We're discussing the very modern view held by many Christians that animal death is a bad thing and that therefore predation could not have been a part of God's original creation. Two of the Scripture passages used to defend this view are Romans 5:12 and 1 Corinthians 15:21-22. According to Ken Ham,
Physical death and bloodshed of man and animals came into existence after Adam sinned (Romans 5:12; I Corinthians 15).These two passages say much the same thing, so we'll concentrate our analysis on Romans 5:12. I think it will be easy for my readers to come to a more accurate conclusion--than does Ham--of what this verse is and is not saying. Here's the verse (in part)...
Therefore, just as sin came into the world through one man, and death through sin...Let's stop there for a moment. The apostle Paul writes a good deal about death (Greek, thanatos), and often further identifies the death in view. Sometimes, it's "death to sin" or "death to the law." Many other times, he has in mind the spiritual death of humans; occasionally he mentions his own physical death or that of other men. If the "death" here and in Romans 15 is meant to include animal death, these would be the only places in all of his writings where he concerns himself with such. For the moment, let's provisionally accept that this is a possibility, and wait to see if further investigation sheds any light on the issue.
What about the word translated "world?" The Greek word kosmon must--in Ham's view--refer to the entire planet Earth. While this is, in fact, one of the definitions of kosmon in the Greek of New Testament times, it is difficult to find any New Testament passages where this is the most likely meaning. More frequently, the Greek word translated "world" refers to the entire universe, to all humanity, or to a subset of humanity. An example of the latter usage can be found in this very same letter of Paul's. In the greeting, Paul writes (1:8),
First, I thank my God through Jesus Christ for all of you, because your faith is being reported all over the world.Theologians and New Testament scholars are unanimous in understanding this "all over the world" to reference a subset of humanity, the people inhabitating the region of the world known at that time to Paul and his readers.

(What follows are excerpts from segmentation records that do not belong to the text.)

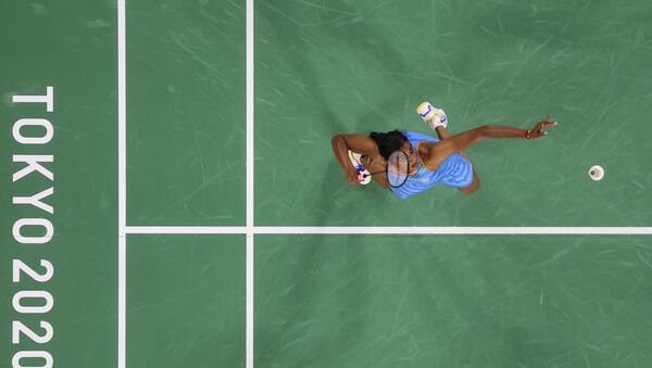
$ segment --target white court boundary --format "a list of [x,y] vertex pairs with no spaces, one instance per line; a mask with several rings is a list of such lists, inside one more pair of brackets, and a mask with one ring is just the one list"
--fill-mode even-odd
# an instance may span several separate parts
[[244,234],[246,255],[246,367],[253,368],[253,239],[255,234],[652,234],[652,227],[264,227],[253,217],[253,1],[247,0],[247,225],[244,227],[127,226],[126,141],[126,4],[117,0],[117,367],[126,368],[126,249],[127,234]]
[[652,227],[427,227],[427,226],[128,226],[130,234],[505,234],[505,236],[649,236]]

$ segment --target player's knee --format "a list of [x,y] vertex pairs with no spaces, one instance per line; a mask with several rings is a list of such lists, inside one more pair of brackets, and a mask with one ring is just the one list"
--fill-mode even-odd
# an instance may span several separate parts
[[464,188],[457,188],[457,190],[466,195],[471,195],[478,190],[478,187],[477,186],[468,186],[468,187],[464,187]]

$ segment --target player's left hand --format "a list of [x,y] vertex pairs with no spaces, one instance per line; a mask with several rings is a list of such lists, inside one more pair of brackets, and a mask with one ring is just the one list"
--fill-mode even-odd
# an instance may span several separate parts
[[534,128],[528,130],[528,134],[525,136],[527,139],[540,138],[548,135],[548,131],[543,131],[543,128],[553,127],[557,125],[556,122],[553,122],[551,116],[548,115],[541,122],[537,123]]

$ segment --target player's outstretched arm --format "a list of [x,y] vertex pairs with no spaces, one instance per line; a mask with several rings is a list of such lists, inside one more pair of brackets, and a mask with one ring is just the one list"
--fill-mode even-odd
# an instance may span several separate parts
[[514,127],[505,127],[500,125],[485,125],[479,128],[464,131],[459,135],[451,136],[447,140],[442,140],[442,148],[450,145],[454,152],[460,152],[468,149],[473,144],[481,141],[485,138],[525,138],[536,139],[546,136],[548,132],[544,128],[555,126],[556,122],[550,119],[550,115],[535,125],[531,129],[521,129]]
[[544,128],[555,126],[556,122],[550,119],[548,115],[543,120],[537,123],[531,129],[519,129],[513,127],[485,125],[479,128],[471,129],[459,135],[442,139],[432,148],[428,160],[428,166],[438,167],[448,156],[464,151],[485,138],[524,138],[536,139],[547,135]]

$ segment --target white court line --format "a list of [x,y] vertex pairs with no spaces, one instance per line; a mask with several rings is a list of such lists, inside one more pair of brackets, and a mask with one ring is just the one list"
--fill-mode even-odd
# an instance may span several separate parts
[[246,368],[253,368],[253,0],[247,0]]
[[127,233],[149,234],[578,234],[649,236],[652,227],[418,227],[418,226],[128,226]]
[[117,0],[117,367],[127,348],[127,68],[126,0]]

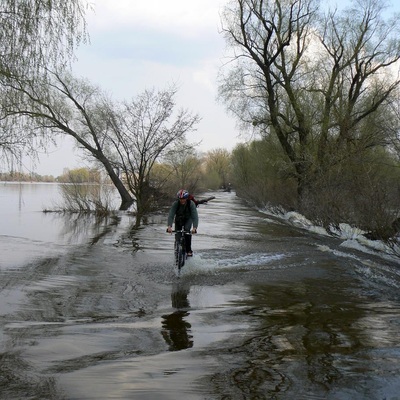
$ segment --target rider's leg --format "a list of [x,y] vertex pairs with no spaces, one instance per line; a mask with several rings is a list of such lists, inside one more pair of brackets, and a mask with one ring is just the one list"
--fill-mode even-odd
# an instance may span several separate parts
[[[192,219],[188,219],[185,222],[185,231],[190,231],[192,229]],[[186,253],[192,253],[192,235],[186,235]]]

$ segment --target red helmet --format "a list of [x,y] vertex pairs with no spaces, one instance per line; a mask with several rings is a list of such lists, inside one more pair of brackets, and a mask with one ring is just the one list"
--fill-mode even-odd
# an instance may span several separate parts
[[179,192],[176,194],[178,199],[188,199],[189,198],[189,192],[185,189],[179,190]]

So, before reading the rest of the Romans 5 passage, let's recap what sort of clarifying information we're seeking. The death referred to here could be a number of different things, and we're most interested in whether it explicitly or implicitly includes the physical death of non-human animals. As for "world," we want to discover whether it is best understood as referring to 1) the entire universe, 2) the entire planet Earth (as seemingly required by the view I'm critiquing), 3) all humanity, or 4) a subset of humanity. Now we can read verse 12 in its entirety.
Therefore, just as sin entered the world through one man, and death through sin, and in this way, death came to all men, because all sinned.It seems to me that Paul (or the Holy Spirit through Paul) could not have made it much clearer than He did. The definition of kosmon in view here is #3 above--all humanity. Moreover, the death in view is that which comes to all men, and the death which comes as the result of sin (which further identifies it as human death).
Far from supporting the interpretation that there was no animal death before Adam sinned, this passage (like the one in 1 Cor. 15) very carefully and specifically addresses only human death, a death in which all humans share--apart, that is, from the life made available by the Second Adam (of Rom. 5:15 and following), Jesus Christ.